The Fictional Theories of J. Hillis Miller: Humanism, Phenomenology, and Deconstruction in The Form of Victorian Fiction and Fiction and Repetition
With the publication of Fiction and Repetition, J. Hillis Miller has confirmed his place in the first ranks of American critics. His importance is not merely that he proposed the most important sustained argument for a way of reading fiction by one of the American post-structuralists, but that he entered into a serious dialogue with past criticism of fiction. Cumulatively, J. Hillis Miller’s six critical books — Charles Dickens: The World of His Novels (1958), The Disappearance of God (1963), Poets of Reality (1965), The Form of Victorian Fiction (1968), Thomas Hardy: Distance and Desire (1970), and Fiction and Repetition (1982) — constitute one of the major critical achievements of the last two decades.
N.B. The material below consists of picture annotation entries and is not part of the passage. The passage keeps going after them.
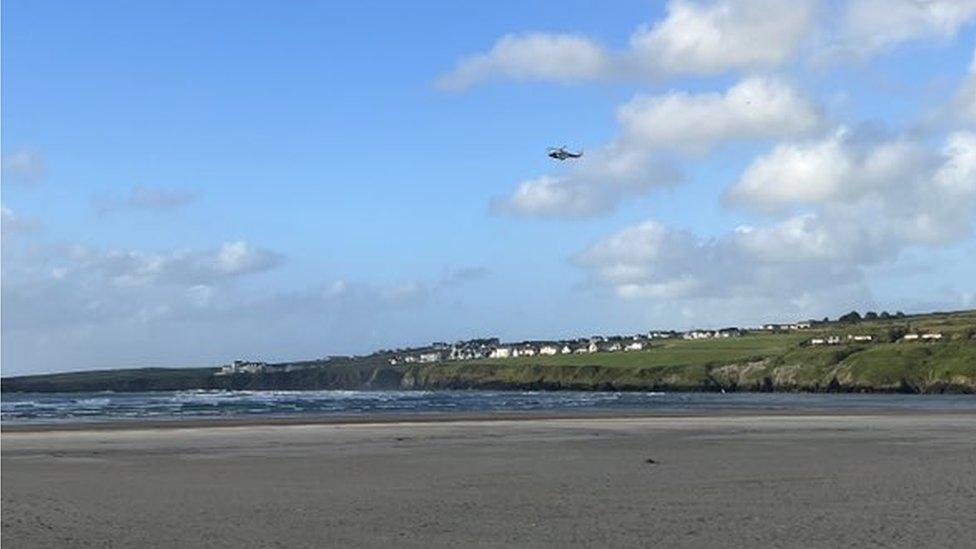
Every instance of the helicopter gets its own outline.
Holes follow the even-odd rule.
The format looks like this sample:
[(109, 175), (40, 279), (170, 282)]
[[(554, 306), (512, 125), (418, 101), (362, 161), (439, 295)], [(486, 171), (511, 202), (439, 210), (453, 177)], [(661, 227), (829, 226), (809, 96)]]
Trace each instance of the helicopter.
[(583, 150), (580, 149), (579, 152), (572, 152), (572, 151), (567, 151), (565, 146), (549, 147), (548, 149), (546, 149), (546, 156), (552, 158), (553, 160), (559, 160), (560, 162), (562, 162), (563, 160), (569, 158), (579, 158), (583, 156)]

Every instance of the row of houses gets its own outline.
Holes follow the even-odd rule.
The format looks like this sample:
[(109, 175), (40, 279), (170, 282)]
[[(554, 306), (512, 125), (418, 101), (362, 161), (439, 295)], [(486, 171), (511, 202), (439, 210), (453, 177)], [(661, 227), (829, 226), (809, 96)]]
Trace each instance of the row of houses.
[(265, 362), (252, 362), (249, 360), (235, 360), (234, 362), (221, 366), (217, 375), (229, 376), (234, 374), (260, 374), (268, 371), (268, 364)]
[(763, 324), (759, 327), (760, 330), (765, 331), (787, 331), (787, 330), (806, 330), (813, 327), (813, 322), (793, 322), (787, 324)]
[(738, 337), (738, 328), (721, 330), (691, 330), (688, 332), (651, 331), (633, 336), (593, 336), (557, 341), (523, 341), (501, 343), (498, 338), (471, 339), (454, 344), (434, 342), (428, 347), (390, 351), (390, 364), (431, 363), (446, 360), (477, 360), (484, 358), (513, 358), (552, 356), (598, 352), (641, 351), (656, 339), (710, 339)]

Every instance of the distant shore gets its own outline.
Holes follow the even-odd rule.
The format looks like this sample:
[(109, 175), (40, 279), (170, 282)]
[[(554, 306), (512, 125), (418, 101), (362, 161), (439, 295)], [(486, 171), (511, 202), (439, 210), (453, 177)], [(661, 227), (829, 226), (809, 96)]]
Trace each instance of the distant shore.
[(427, 412), (317, 414), (276, 417), (220, 417), (188, 419), (134, 419), (126, 421), (61, 421), (49, 423), (4, 423), (2, 433), (51, 433), (58, 431), (157, 431), (163, 429), (208, 429), (234, 427), (315, 426), (315, 425), (424, 425), (458, 422), (511, 422), (546, 420), (601, 419), (680, 419), (708, 417), (869, 417), (869, 416), (943, 416), (972, 413), (966, 410), (909, 410), (891, 408), (851, 409), (706, 409), (706, 410), (546, 410), (506, 412)]
[(973, 413), (195, 423), (2, 434), (35, 546), (963, 546)]

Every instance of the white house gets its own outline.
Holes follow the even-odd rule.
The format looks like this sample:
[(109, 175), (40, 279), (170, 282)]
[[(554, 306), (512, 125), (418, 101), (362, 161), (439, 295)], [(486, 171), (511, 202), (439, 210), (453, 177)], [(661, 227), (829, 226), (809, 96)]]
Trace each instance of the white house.
[(511, 347), (495, 347), (491, 350), (491, 354), (488, 355), (491, 358), (508, 358), (512, 356)]
[(549, 355), (549, 356), (551, 356), (551, 355), (554, 355), (554, 354), (557, 354), (557, 353), (559, 353), (559, 348), (556, 347), (555, 345), (543, 345), (542, 347), (539, 347), (539, 354), (540, 355)]

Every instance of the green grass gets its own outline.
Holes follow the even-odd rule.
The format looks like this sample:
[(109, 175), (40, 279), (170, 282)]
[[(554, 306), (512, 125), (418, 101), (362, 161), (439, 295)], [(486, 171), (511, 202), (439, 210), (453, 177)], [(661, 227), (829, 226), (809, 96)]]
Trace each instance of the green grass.
[[(892, 342), (941, 332), (936, 343)], [(290, 363), (259, 375), (212, 368), (104, 370), (3, 378), (4, 391), (179, 389), (578, 389), (976, 392), (976, 311), (912, 315), (738, 338), (657, 340), (643, 351), (389, 366), (386, 356)], [(870, 334), (871, 343), (809, 346)], [(286, 365), (281, 365), (286, 366)], [(306, 366), (294, 368), (294, 366)]]
[(653, 348), (643, 351), (495, 358), (484, 362), (520, 366), (695, 367), (762, 360), (796, 347), (806, 339), (807, 336), (802, 334), (766, 334), (728, 339), (661, 340)]

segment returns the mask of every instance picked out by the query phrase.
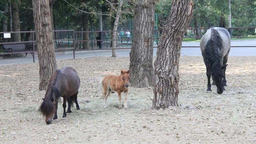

These are primarily works of literary criticism, but they are also substantial methodological and theoretical statements. In my final chapter, I have chosen to focus on two of Hillis Miller’s books, The Form of Victorian Fiction and Fiction and Repetition, because they are less concerned with specific authors and texts and more with theoretical and methodological questions about fiction. Despite Miller’s denial that the latter book proposes a theory, Fiction and Repetition is Miller’s version of both Van Ghent’s The English Novel: Form and Function and Brook’s and Warren’s Understanding Fiction. It contains the major premises of post-structuralist thinking about fiction and it places that thinking in the context of, and tries to integrate it with, prior criticism.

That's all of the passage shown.